And mine too, of course, but I am a little too old for something THAT strenuous. I mean, Bo does all these things in the show that require a huge performance effort AND a lot of precise timing. I can’t imagine doing that myself.

A little part of me worries that comedy will eventually get too dense and fast for even me, Mister Comedy himself. That would make me pretty sad.

But hey, nothing says I can’t write high density comedy.

I just can’t perform it!

Lions and dogs

So far, Operation Have A Big Ego is working out okay.

Of course, deciding to do it and doing it are two different things. Like everything else, this will be a process. I have a hell of a lot of unlearning to do, and a hell of a lot of new trail to break in this mind of mine.

But the decision to go this route really crystallized when I was explaining it to my therapist yesterday. (Funny how I often figure things out while talking about them. I guess that is what therapy is for, really.)

I told him that I can’t go the sane, logical, restrained middle route. The one where you have a reasonable ego and believe in yourself in the proper, quiet, make sure you’re not a burden on others with your negative crap way. I am increasingly cognizant of the fact that I am a passionate, emotional person, and far from being a weakness, that is the source of my greatest strength and my greatest power.

My enormous crystalline intellect has strength, but no power. It’s fine tools with no hands to use them, it’s a fine automobile with no fuel to fuel it.

The power for my Great Machine can only come from passion unleashed and feelings deeply felt. I want to feel more, do more, care more, and be more.

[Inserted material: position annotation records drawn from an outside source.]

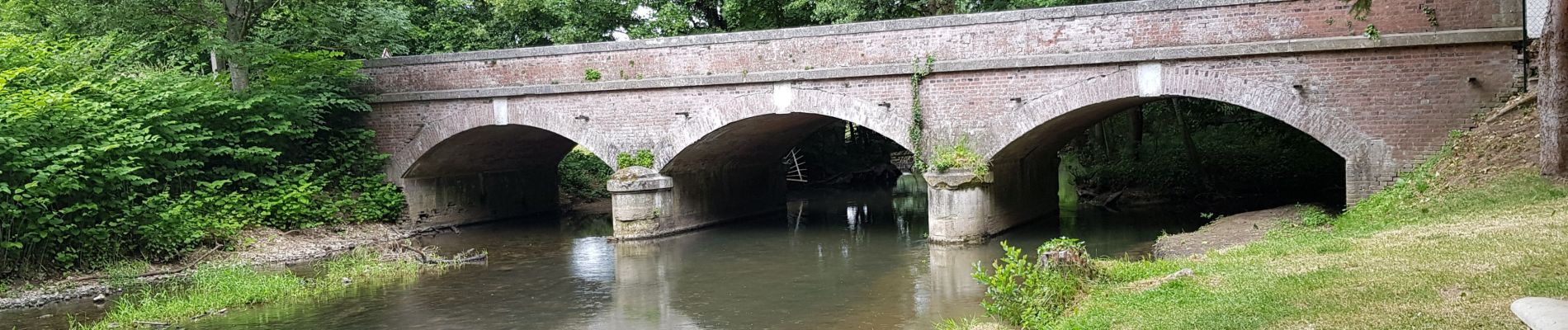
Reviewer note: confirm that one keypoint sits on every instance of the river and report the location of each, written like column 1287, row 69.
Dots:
column 831, row 260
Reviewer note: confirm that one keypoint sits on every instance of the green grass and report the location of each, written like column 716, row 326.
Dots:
column 1410, row 257
column 1451, row 260
column 214, row 288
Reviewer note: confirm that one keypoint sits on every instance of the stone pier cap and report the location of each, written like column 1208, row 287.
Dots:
column 637, row 179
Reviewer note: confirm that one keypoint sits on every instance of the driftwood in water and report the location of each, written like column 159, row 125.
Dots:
column 465, row 257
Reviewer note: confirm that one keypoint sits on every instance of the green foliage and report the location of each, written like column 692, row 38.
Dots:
column 583, row 176
column 1329, row 276
column 956, row 324
column 1032, row 293
column 106, row 158
column 918, row 113
column 643, row 158
column 234, row 286
column 960, row 157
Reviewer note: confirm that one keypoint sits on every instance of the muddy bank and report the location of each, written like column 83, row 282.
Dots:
column 1226, row 232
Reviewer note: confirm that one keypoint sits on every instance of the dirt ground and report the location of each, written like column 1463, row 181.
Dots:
column 1225, row 232
column 1501, row 146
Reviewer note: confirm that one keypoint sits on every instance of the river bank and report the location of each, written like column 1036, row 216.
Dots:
column 1449, row 246
column 1226, row 232
column 257, row 248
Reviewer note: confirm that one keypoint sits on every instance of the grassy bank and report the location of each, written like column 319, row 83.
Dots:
column 1416, row 255
column 214, row 288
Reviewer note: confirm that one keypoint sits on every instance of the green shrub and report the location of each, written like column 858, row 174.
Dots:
column 1034, row 293
column 643, row 158
column 960, row 157
column 583, row 176
column 106, row 158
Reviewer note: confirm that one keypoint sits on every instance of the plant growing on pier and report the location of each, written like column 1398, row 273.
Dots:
column 583, row 176
column 643, row 158
column 960, row 157
column 916, row 113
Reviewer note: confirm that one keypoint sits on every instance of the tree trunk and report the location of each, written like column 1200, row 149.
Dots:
column 237, row 27
column 217, row 61
column 1193, row 158
column 1552, row 102
column 1136, row 116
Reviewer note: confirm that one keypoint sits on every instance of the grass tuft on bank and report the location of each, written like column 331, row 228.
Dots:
column 1409, row 257
column 217, row 286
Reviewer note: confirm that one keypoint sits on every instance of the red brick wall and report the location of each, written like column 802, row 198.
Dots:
column 1405, row 99
column 1273, row 21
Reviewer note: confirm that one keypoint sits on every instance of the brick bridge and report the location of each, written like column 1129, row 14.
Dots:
column 479, row 134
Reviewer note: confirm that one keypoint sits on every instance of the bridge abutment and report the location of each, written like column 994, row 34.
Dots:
column 649, row 204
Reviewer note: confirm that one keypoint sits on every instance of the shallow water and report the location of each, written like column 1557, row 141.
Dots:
column 831, row 260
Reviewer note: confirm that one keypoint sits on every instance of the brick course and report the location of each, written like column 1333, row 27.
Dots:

Abd so I can’t stay in a tidy little ego box any more. I realized that I have been harshly restraining my belief in myself for most of my life out of fear of the manic madness of egomania, and fear of taking responsibility for my inherent power.

I have long wondered why it was so hard for me to truly integrate my observable good qualities into my self-image… why the fact that I have some extraordinary good qualities never seemed to help with my self-esteem.

I see now that I was afraid to face the truth of it. My power scared me and made me feel like I was losing my grip on reality because, despite my intellect, I am a product of middle class society and as such I have no framework, no model for how to deal with the fact that you are extraordinary.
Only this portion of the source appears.